2. Insurer: The insurer is the insurance company that is responsible for providing the actual insurance coverage being offered. They determine insurance premiums and provide a range of deductible levels for your coverage needs. They also determine the policy coverages and exclusions, as well as handle the claims process.
3. Premium: is the amount you pay monthly or annually for insurance protection. There are several factors that determine your insurance premium including where you live, your age, claims history, driving habits, type and /or value of your vehicle, age, insurance experience, employment, and/or the characteristics of your home.
4. Deductible: is the amount that you, the policyholder, are required to pay out of your own pocket before your insurer will cover the remaining costs of a claim. In some cases, you can increase your deductible to save money on your premiums. Different policies and coverage have different deductibles, so always check with your broker if you are unsure.
5. Sublimit: Your homeowners, condo or tenants insurance policy will have limits on how much reimbursement you will receive from the insurance company if you have a claim. Different claims have different limits. For example, the maximum payout you would receive for sewer backup damage will differ from the amount received for a damaged roof due to a hailstorm. Your specific sublimit will be detailed in your policy documents. To confirm how much coverage is available, read your insurance documents and/or speak to your broker who will explain.
6. Actual Cash Value: or ACV, is the cost of replacing damaged or destroyed property, while factoring in depreciation and obsolescence.

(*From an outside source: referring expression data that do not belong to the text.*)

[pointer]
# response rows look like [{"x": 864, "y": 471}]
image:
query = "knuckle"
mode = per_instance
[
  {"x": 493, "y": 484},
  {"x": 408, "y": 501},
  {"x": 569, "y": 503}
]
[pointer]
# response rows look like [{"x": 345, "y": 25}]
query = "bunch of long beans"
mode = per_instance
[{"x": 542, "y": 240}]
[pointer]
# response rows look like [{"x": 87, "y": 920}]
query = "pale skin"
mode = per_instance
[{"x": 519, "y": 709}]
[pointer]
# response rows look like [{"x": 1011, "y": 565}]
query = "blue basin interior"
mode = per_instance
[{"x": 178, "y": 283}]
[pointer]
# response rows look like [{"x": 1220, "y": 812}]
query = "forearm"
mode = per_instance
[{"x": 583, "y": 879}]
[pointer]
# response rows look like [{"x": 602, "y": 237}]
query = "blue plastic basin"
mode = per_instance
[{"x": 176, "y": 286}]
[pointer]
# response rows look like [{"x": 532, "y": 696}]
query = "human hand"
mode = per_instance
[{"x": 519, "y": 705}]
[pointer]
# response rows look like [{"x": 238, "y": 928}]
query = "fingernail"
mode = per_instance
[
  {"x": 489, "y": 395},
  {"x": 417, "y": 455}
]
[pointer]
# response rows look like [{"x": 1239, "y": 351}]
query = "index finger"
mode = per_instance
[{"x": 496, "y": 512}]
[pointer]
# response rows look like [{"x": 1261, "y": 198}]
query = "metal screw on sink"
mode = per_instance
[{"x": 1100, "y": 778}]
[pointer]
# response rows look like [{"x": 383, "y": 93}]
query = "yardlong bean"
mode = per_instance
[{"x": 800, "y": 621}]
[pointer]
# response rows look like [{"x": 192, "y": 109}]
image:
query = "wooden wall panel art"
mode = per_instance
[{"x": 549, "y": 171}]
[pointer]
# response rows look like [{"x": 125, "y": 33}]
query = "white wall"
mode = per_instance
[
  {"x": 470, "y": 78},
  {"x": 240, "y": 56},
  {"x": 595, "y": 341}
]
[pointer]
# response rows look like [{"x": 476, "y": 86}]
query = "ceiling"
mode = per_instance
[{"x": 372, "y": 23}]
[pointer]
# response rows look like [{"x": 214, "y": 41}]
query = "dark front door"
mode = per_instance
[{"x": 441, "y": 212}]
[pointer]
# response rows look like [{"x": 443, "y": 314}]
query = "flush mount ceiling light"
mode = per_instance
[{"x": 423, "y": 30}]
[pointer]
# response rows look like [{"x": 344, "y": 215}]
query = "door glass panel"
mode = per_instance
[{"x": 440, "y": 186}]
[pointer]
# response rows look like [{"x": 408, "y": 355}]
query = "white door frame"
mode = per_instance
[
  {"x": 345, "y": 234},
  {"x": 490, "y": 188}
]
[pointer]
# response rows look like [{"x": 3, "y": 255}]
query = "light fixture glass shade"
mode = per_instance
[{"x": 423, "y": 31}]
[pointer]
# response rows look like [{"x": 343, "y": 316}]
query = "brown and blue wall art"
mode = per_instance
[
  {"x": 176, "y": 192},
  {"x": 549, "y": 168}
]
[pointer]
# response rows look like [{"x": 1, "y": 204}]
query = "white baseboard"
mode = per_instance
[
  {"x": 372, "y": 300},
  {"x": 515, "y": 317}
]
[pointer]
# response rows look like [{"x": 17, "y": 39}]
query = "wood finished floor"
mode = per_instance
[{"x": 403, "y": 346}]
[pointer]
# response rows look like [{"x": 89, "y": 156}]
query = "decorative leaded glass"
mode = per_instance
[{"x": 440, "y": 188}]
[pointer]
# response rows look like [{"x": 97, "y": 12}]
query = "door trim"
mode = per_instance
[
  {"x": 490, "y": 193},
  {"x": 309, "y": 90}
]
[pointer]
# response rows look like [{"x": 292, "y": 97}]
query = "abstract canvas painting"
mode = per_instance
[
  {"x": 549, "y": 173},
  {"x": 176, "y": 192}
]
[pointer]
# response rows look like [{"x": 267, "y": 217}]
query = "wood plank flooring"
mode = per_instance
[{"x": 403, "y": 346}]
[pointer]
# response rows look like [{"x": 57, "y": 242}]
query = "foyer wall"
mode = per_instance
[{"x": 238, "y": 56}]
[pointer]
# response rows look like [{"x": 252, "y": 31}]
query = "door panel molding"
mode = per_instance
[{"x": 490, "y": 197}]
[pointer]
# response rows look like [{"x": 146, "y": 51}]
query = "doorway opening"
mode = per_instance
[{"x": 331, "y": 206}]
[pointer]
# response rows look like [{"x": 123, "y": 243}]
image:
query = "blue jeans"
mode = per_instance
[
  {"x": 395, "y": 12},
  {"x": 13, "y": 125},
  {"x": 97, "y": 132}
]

For example, a ten year old couch wouldn’t be replaced at current full value due to the decade of depreciation. Other items, such as scheduled antiques or artwork, may actually increase in value over time. To receive full coverage for these items, they may need to be listed specifically in your policy and/or have an appraisal. Speak to your broker about special limits within some policies that offer coverage for jewelry and antiques.
7. Replacement Cost: refers to the cost to replace damaged or destroyed property with an item of similar quality without considering depreciation. Using the example of the ten-year-old couch, a customer with replacement cost protection would be reimbursed the cost of purchasing a brand new couch.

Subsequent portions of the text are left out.